Arizona’s signature toughness missing against Colorado

Colin Darland
Colin Darland / Daily Wildcat

LOS ANGELES – Arizona trailed 51-47 with 1:01 remaining.

Four points stood between the Wildcats and the NCAA Tournament, and the hourglass was running out as Colorado inbounded the ball to senior Carlon Brown.

Brown dribbled into the frontcourt, expecting to run down the shot clock and leave Arizona with less than 30 seconds to work with.

But just as Brown got to the top of the key, UA point guard Jordin Mayes swung open his hips and gave Brown a wide-open lane to the hoop. Brown drove to his right with two hard dribbles before leaping off of his left foot.

Surely someone would be there in help position, right? Arizona had too much on the line to let Brown waltz scott free down the lane for an easy two, right?

The Wildcats clearly understood a missed free throw could be the difference between the NCAA Tournament and the NIT, so they wouldn’t allow Colorado to push their lead to six that easily would they?

As Brown took flight, there was no one to meet him at the rim.

The one player in somewhat good position to make a play on Brown – Solomon Hill, who also was nowhere to be seen at the postgame press conference or in the locker room – stood and watched.

He didn’t have a bag of popcorn and a 32-ounce Bud Light in his hand, but Hill was a spectator.
Rather than sending Brown to the floor and making him earn his two points at the line, Hill – and the rest of the Wildcats for that matter – conceded defeat.

Just like he did the night before against Oregon with a transition windmill that landed the knockout punch, Brown dropped the hammer.

The senior gave Arizona the ultimate sendoff as he slammed the ball through the hoop with every ounce of force that this 6-foot-5, 215-pound frame could produce.

“That shouldn’t have happened. There’s no excuse for that especially at that point of the game,” said UA senior guard Brendon Lavender of Brown’s dunk. “We were on the uphill coming back and for him to get that wide open dunk, it wasn’t just one person’s fault, it was all of our faults. Those are the mistakes that we cannot make and at that time we did.”

UA head coach Sean Miller immediately called a timeout after the dunk. He chewed out every one of his players and finished blowing off steam by spiking his clipboard into the ground.

Miller’s rage was more than warranted. How could a team with so much to play for possibly lay down that easily? Arizona was built around toughness, energy and a will to win, so how could that disappear with so much to lose?

Only Arizona’s players and coaches know that answer, but the fact of the matter is, what allowed UA to even make it to Saturday’s game was MIA against CU.
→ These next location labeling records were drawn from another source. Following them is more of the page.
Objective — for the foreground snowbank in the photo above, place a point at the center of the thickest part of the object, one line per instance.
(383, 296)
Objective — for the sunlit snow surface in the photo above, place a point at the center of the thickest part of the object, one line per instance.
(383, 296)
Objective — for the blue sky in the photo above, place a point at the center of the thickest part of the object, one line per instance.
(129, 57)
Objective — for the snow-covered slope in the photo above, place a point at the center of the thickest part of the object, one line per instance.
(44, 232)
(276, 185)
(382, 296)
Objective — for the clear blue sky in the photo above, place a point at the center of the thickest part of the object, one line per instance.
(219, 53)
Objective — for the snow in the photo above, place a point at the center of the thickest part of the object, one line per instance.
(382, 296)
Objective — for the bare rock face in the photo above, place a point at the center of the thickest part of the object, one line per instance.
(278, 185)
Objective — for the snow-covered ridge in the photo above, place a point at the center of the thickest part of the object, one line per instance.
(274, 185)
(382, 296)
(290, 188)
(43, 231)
It was clear which team wanted to play in the NCAA Tournament. Arizona came out flat, while Colorado had its eyes on that automatic bid and took a 10-5 early lead. What was the problem?

“Energy,” Jesse Perry said. “We didn’t come out right off the bat and play as a team.”

Arizona fought back to be down only two at the half but CU came out ready to play in the second half and eventually built a 50-38 lead.

Colorado beat UA to almost every loose ball. The Buffs dominated the Wildcats on the boards. Arizona’s toughness was missing.

“They got uncharacteristic easy shots, and I really felt like it was the will of our team,” Miller said.

Arizona’s will to win is what allowed it to overcome the loss of Derrick Williams, Momo Jones and eventually Kevin Parrom. Its will to win was the reason the Wildcats are even an NCAA Tournament bubble team with a 6-foot-7 starting center and a freshman point guard that can’t avoid the suspension bug.

But that all-important attribute that characterizes most Miller teams disappeared in crunch time. For the second straight season Arizona sat in the Staples Center locker room sulking in disappointment.

While last year ended in a surprise Elite Eight run, this season won’t. The NIT is the likely destination and Arizona players will always wonder what could have happened if that will to win hadn’t vanished with the season on the line.